It doesn't have quite the ring of "End the Fed," but Ron Paul's next revolution is a little more tuned in to the 21st century: the battle for Internet freedom.

The Texas congressman and GOP presidential candidate made eliminating the Federal Reserve the cornerstone of his libertarian political program for more than three decades. Alongside his son, Sen. Rand Paul (R) of Kentucky, however, the Paul movement is going to shift gears to online liberty after Paul père's bill to audit the Fed gets its moment in the sun in the House later this month. (The bill will die there, however, as it has no prospects in a Senate controlled by Democrats.)

The announcement, built into a  manifesto called "The Technology Revolution," released today, from the Paul-backing grassroots group Campaign for Liberty, raises three questions. What does the family Paul want out of Internet freedom? Will they be successful? And what does the change do for the libertarian movement more broadly?

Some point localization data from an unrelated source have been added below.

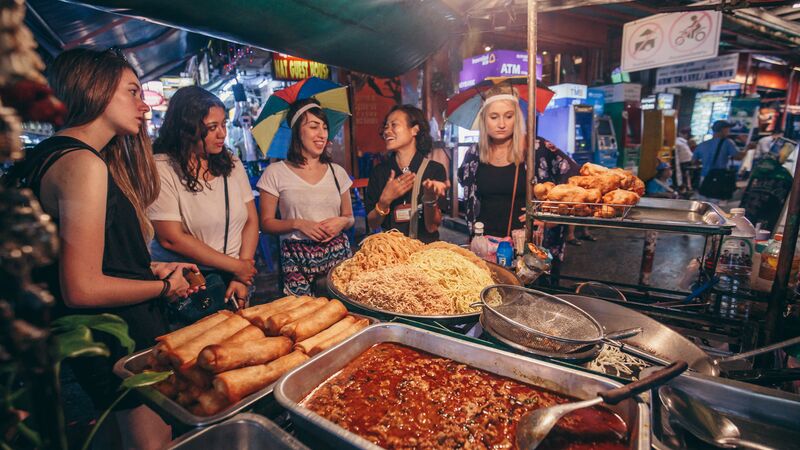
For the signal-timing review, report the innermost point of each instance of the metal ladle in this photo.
(534, 425)
(703, 422)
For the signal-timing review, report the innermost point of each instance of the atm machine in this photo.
(606, 149)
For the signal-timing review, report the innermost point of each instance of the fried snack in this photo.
(277, 321)
(568, 193)
(308, 326)
(247, 334)
(307, 344)
(541, 190)
(184, 356)
(220, 358)
(589, 169)
(621, 197)
(171, 341)
(209, 403)
(239, 383)
(341, 336)
(267, 309)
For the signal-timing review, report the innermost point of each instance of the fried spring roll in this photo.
(221, 358)
(196, 376)
(260, 319)
(246, 334)
(239, 383)
(328, 343)
(276, 322)
(253, 311)
(308, 326)
(210, 402)
(185, 355)
(177, 338)
(307, 344)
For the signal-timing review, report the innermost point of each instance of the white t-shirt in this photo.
(201, 213)
(297, 199)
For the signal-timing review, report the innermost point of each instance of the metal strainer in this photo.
(541, 321)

The manifesto builds its case around two fundamental views: the Internet moves faster than government's ability to regulate it and the main obstacles to economy progress and individual freedom online come from government intervention. 

"Around the world, the real threat to Internet freedom comes not from bad people or inefficient markets – we can and will always route around them – but from governments' foolish attempts to manage and control innovation," according to the manifesto.

But it's not just government that draws libertarian ire.

"The road to tyranny is being paved by a collectivist-Industrial complex – a dangerous brew of wealthy, international NGO's, progressive do-gooders, corporate cronies and sympathetic political elites" that want to shackle the Internet, according to the manifesto.

Success in this struggle is, like so much else in the Paul canon, about keeping meddling hands out of the way so that markets and individuals can make their own decisions.

"Technology revolutionaries succeed because of the decentralized nature of the Internet which defies government control," according to the manifesto.

So with all that said, will the Paul/libertarian movement beat back all government involvement in the Internet? Don't count on it. But as the Republican primary process proved, the Paul family policy prescription of deeply cutting government – You want big cuts? Ron Paul's been screaming it for years – has resonated in the Republican Party and, indeed, across America this election cycle.

What Paul says openly, such as the need to slash entire federal departments, Republican frontrunner Mitt Romney apparently believes – but only says so in closed fundraisers.

“The success of this message is way beyond my expectations,” Ron Paul said at a Christian Science Monitor breakfast in September. "Who would’ve ever dreamed that, after 100 years, we’d be talking about the Federal Reserve at debates? I mean, this is fantastic.”

Past performance, as all know, is no definite prescription for the future. But on something as quixotic as ending the Fed, Paul has moved the needle. Why couldn't Ron and Rand have the same impact on Internet policy?

But Ron doesn't have too many more years in the spotlight. What does that all mean for the libertarian movement? Rand, who won as an insurgent in Kentucky's GOP primary in 2010 and who has carried the libertarian agenda into the Senate, will pick up the Paul family banner when Ron retires from Congress at year's end. He will be joined by libertarian supporters in the House, most notably Rep.Justin Amash (R) of Michigan. 

As Buzzfeed's Rosie Gray, who broke the news of the Internet manifesto, put it: "Internet freedom, Paul insiders say, is going to be Rand's end-the-Fed."

The Paul brand has been powered in no small part by young people. The Internet freedom push gives Team Paul a way to relate to a generation of acolytes in a closer-to-home way than the somewhat esoteric crusade against the Fed. It's not that the end of fiat money and a return to the gold standard is going to be leaving the Paul playbook – it's a central part of the philosophy and something Rand has hewed to consistently.

But leading with the Net, the Paul program could have an entry point to an even wider following.